1Au folio [*] 45 du ms. IV. D. 13 de la bibliothèque de l’Université de Prague, numéro 667 du catalogue de cette même bibliothèque, dont on peut étudier en détail le contenu grâce à la description minutieuse et exhaustive faite par B.- G. Guyot [1], figure un petit quodlibet anonyme consacré à quatre questions : 1) l’immortalité de l’âme, 2) le moment de la création, 3) l’infinité de la substance divine, 4) le péché originel. Nous avons transcrit ailleurs le troisième article, qui suffit, à lui seul, à conférer à cette œuvre modeste une valeur de témoin important : c’est en effet une des toutes premières questions de l’époque, hormis la Summa Halensis, à soulever en termes exprès la question de savoir si la substance divine est infinie [2]. Mais le quodlibet en son entier mérite les honneurs de la publication, ne serait-ce que pour parfaire notre information concernant les débats qui avaient cours dans les milieux théologiques parisiens dans les années 1240-1245 [3] sur des thèmes aussi variés que l’anthropologie, la métaphysique de la création et la morale. Les lignes qui suivent ont pour objet de situer doctrinalement notre quodlibet, dont on trouvera la transcription en annexe.

2Des quatre articles qui constituent ce quodlibet, le premier, relatif à l’immortalité de l’âme, est le plus développé et celui dont l’information philosophique est la plus étendue : outre des renvois à Aristote, on y relève de nombreux points de recoupement avec le traité de l’âme de Philippe le Chancelier, le De anima de Grosseteste, le De immortalitate animae de Gundissalinus ainsi qu’avec d’autres quodlibets figurant dans le même manuscrit, en particulier avec le traité de l’âme de Jean Blund, ff. 2rb-14rb, et un autre quodlibet, anonyme lui aussi, qui se trouve aux folios 91rb-93ra et dont nous préparons par ailleurs l’édition. Évoquons-en rapidement les principaux points d’intérêt.

3Six raisons, affirme notre auteur, témoignent en faveur de l’immortalité de l’âme : 1) Les autorités, patristiques et scripturaires – bien qu’aucune ne soit citée. 2) La justice divine : car à quoi bon mener une vie juste et servir Dieu si la vie se termine ici-bas ? 3) L’objet de l’intellect. Cet objet, la vérité, étant éternel selon saint Augustin, la faculté qui l’appréhende se doit aussi de l’être. 4) L’acte d’intellection. L’intellect, en effet, peut intelliger aussi bien des êtres matériels que des êtres immatériels ; il lui faut donc, lui aussi, être immatériel en vertu du principe auquel il est tacitement fait appel selon lequel le même est connu par le même ; et s’il est immatériel, il s’ensuivra qu’il sera aussi incorruptible et séparable. 5) L’inconvenance qu’implique sa négation : car si l’âme périt avec le corps, à quoi servent la science, la vertu, une vie bonne, l’usage de la raison, le conseil et les lois ? Et enfin, 6) L’ordre de la nature.

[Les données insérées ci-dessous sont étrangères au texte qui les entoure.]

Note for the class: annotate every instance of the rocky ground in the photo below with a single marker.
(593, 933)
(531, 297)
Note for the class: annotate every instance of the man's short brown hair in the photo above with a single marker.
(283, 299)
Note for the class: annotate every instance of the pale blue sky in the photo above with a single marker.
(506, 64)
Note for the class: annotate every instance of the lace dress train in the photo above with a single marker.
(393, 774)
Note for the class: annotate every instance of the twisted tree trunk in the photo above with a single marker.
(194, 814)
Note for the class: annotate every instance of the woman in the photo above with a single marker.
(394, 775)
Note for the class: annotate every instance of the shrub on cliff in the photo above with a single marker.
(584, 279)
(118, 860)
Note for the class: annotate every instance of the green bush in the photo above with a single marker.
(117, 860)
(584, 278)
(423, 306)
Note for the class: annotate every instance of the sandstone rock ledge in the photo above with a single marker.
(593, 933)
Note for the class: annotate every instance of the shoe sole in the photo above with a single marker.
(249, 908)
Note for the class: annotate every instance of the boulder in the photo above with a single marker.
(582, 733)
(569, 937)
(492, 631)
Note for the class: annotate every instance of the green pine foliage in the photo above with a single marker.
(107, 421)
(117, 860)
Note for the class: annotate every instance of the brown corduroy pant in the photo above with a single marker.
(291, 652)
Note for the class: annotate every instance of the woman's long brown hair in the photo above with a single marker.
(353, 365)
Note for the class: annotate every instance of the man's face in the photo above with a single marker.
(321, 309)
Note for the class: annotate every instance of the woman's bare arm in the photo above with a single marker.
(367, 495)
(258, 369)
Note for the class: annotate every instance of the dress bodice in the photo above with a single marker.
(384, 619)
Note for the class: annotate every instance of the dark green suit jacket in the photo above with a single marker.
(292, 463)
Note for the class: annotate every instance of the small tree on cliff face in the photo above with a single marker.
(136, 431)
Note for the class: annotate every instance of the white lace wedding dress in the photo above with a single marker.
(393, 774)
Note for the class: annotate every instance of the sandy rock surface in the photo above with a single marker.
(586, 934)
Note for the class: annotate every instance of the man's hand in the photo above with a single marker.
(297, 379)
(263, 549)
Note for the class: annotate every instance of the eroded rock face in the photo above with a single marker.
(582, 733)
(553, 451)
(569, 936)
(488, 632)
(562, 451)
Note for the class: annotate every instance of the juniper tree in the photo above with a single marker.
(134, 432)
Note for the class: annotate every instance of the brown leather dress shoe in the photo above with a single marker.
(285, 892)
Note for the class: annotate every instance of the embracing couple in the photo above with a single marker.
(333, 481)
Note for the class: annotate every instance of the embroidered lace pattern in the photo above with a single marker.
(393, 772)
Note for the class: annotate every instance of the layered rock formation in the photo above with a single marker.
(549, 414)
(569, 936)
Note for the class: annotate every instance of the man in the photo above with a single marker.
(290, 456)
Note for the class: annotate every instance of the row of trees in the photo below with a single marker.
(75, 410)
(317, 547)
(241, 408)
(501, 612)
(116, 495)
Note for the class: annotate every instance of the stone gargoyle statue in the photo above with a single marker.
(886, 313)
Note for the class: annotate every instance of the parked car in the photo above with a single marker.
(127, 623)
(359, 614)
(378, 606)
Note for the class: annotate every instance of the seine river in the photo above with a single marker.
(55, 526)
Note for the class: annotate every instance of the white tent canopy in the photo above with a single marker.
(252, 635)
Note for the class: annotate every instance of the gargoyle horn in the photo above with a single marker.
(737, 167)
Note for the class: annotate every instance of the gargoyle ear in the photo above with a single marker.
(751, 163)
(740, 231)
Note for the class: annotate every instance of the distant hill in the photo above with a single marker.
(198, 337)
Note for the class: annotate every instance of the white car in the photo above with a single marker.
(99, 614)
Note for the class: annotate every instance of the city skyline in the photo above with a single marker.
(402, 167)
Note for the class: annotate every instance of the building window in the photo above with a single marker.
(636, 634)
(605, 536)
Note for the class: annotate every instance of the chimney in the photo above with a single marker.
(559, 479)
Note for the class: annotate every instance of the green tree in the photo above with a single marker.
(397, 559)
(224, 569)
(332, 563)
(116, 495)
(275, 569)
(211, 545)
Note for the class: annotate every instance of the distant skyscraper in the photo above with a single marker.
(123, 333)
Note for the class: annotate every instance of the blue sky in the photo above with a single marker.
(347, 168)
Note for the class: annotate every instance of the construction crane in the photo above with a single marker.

Cet ordre serait vain si la mort du corps entraînait celle de l’âme.

4Parmi les nombreuses objections alléguées contre la thèse de l’immortalité de l’âme, il en est une que notre auteur s’attache à réfuter avec une attention toute particulière. C’est la thèse de Jean Damascène, selon lequel tout ce qui commence est fini selon sa nature. L’argument de notre auteur est qu’il faut prendre garde à ne pas confondre deux sens possibles de l’expression « être fini selon sa nature ». D’une part, on peut l’entendre en un sens étroit comme voulant dire que toute chose qui a un commencement d’existence a aussi une fin, que toute chose qui commence a une durée finie. Mais en un autre sens, elle peut se comprendre comme renvoyant à l’état de dépendance ontologique de toute créature à l’égard de Dieu, elle est alors synonyme de contingence. En ce dernier sens, mais en ce sens seulement, l’expression du Damascène peut s’appliquer à l’âme et à l’ange, qui sont « finis » en tant qu’ils sont des êtres contingents qui doivent leur existence à Dieu, mais aussi incorruptibles, et donc non finis dans l’ordre de la durée [4].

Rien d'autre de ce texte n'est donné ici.